Jack Daniel picture Jack Daniel · Sep 26, 2016 · Viewed 100.8k times · Source

I am trying to convert the Spark RDD to a DataFrame. I have seen the documentation and example where the scheme is passed to sqlContext.CreateDataFrame(rdd,schema) function.

But I have 38 columns or fields and this will increase further. If I manually give the schema specifying each field information, that it going to be so tedious job.

Is there any other way to specify the schema without knowing the information of the columns prior.

Answer

Thiago Baldim picture Thiago Baldim · Sep 26, 2016

See,

There are two ways to convert an RDD to DF in Spark.

toDF() and createDataFrame(rdd, schema)

I will show you how you can do that dynamically.

toDF()

The toDF() command gives you the way to convert an RDD[Row] to a Dataframe. The point is, the object Row() can receive a **kwargs argument. So, there is an easy way to do that.
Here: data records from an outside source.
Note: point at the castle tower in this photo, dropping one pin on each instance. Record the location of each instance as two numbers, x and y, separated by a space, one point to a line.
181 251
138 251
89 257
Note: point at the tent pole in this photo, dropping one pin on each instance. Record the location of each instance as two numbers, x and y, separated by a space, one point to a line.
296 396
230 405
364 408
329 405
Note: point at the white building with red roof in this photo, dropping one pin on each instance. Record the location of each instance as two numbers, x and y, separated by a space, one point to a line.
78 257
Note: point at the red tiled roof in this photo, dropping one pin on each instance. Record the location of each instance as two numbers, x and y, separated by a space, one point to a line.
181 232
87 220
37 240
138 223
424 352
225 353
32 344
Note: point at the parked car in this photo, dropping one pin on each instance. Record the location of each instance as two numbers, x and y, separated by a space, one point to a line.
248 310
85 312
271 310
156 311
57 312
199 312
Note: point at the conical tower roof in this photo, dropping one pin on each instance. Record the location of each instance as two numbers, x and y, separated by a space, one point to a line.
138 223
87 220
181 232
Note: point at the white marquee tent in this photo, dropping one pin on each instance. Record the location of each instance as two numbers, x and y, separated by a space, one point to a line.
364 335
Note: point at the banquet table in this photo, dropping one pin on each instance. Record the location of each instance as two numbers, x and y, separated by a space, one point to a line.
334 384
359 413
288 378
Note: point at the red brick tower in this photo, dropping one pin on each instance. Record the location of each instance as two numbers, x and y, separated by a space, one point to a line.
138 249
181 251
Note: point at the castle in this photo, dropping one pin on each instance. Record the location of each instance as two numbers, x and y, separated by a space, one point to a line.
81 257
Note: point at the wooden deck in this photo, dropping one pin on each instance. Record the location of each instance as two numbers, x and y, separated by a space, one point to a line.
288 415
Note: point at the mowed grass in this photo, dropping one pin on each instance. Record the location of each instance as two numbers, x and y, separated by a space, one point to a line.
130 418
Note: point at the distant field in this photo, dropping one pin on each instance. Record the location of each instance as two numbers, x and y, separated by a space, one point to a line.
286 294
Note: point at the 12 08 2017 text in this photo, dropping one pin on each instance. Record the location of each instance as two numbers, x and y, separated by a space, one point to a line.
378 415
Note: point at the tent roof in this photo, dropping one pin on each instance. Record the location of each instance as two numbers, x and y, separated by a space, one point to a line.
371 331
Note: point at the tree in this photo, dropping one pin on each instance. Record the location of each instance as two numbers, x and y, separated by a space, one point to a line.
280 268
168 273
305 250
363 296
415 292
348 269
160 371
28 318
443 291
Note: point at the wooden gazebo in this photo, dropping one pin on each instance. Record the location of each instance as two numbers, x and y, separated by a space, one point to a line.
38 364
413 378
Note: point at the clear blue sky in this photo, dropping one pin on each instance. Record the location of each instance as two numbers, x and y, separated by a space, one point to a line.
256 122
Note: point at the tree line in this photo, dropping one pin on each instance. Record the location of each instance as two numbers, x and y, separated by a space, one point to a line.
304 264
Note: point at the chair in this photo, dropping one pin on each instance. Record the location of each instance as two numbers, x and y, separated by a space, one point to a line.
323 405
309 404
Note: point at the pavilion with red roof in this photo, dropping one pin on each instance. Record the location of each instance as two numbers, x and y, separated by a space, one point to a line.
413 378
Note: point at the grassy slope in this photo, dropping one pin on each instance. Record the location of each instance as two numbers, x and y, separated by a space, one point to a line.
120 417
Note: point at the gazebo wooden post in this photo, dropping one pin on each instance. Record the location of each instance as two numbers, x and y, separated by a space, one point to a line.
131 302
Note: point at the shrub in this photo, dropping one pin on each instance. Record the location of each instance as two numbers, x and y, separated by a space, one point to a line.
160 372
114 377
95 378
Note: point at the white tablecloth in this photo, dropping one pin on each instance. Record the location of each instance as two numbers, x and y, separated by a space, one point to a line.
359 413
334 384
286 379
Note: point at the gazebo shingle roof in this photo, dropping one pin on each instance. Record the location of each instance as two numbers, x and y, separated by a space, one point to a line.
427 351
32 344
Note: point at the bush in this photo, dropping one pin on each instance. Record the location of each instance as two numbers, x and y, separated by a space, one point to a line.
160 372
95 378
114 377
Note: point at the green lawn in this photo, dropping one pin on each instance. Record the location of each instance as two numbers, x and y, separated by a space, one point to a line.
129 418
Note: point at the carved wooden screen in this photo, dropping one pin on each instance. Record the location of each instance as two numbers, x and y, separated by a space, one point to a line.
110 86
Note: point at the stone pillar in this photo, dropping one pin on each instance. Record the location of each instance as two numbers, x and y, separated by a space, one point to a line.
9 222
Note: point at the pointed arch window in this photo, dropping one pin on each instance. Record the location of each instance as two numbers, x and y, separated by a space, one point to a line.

from pyspark.sql.types import Row

#here you are going to create a function
def f(x):
    d = {}
    for i in range(len(x)):
        d[str(i)] = x[i]
    return d

#Now populate that
df = rdd.map(lambda x: Row(**f(x))).toDF()

This way you are going to be able to create a dataframe dynamically.
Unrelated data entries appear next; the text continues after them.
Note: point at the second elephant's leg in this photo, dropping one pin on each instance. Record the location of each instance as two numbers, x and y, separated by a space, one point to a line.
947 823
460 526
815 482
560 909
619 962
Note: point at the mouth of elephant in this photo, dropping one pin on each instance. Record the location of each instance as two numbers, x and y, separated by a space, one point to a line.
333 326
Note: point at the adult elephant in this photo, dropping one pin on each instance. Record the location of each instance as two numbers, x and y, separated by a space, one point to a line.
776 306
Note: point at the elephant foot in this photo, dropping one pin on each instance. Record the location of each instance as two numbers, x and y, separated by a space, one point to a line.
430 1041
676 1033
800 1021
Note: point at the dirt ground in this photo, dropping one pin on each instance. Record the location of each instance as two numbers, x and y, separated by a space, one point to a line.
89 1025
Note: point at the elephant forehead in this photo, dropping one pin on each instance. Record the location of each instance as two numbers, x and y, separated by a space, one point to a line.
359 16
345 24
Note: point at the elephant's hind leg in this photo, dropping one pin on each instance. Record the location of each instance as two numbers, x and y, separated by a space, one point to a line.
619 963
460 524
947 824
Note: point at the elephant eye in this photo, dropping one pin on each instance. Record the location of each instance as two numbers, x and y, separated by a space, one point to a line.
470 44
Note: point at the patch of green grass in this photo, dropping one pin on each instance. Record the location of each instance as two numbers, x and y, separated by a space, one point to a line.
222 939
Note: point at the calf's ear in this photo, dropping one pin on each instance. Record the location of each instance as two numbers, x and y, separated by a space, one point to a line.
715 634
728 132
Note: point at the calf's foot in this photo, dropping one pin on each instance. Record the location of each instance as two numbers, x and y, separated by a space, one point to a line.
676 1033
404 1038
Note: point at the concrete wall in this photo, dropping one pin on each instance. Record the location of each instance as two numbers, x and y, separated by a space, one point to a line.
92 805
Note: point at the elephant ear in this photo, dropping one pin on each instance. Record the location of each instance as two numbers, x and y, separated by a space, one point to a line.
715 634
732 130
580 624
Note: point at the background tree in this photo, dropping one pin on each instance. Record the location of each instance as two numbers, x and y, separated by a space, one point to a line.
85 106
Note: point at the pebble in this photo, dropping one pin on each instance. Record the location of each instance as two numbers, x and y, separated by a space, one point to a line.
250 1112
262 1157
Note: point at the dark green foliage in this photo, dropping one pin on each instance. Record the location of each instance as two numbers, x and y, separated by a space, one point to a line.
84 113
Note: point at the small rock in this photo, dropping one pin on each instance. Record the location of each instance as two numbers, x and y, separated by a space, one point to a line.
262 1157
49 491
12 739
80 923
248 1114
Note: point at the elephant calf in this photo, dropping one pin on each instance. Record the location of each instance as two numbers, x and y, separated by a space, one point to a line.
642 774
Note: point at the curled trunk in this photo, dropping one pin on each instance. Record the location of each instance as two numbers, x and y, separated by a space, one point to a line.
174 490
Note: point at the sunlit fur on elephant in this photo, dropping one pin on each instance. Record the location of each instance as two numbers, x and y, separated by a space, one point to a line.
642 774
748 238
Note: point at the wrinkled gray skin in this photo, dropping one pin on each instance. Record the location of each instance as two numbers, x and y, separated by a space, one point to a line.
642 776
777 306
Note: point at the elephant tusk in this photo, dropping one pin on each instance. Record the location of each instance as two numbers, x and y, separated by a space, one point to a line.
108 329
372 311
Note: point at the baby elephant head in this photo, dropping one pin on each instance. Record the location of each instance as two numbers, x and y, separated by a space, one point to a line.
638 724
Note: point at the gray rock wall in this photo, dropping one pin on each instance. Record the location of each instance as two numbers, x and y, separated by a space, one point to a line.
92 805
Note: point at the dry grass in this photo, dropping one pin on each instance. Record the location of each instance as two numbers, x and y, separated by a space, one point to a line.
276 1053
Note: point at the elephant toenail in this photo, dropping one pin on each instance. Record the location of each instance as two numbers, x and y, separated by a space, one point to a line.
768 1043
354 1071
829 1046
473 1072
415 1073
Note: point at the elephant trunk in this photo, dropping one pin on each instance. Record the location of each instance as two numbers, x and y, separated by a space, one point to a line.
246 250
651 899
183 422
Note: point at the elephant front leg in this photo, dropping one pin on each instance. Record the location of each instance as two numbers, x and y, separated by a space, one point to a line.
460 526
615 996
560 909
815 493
createDataFrame(rdd, schema)

Other way to do that is creating a dynamic schema. How?

This way:

from pyspark.sql.types import StructType
from pyspark.sql.types import StructField
from pyspark.sql.types import StringType

schema = StructType([StructField(str(i), StringType(), True) for i in range(32)])

df = sqlContext.createDataFrame(rdd, schema)

This second way is cleaner to do that...

So this is how you can create dataframes dynamically.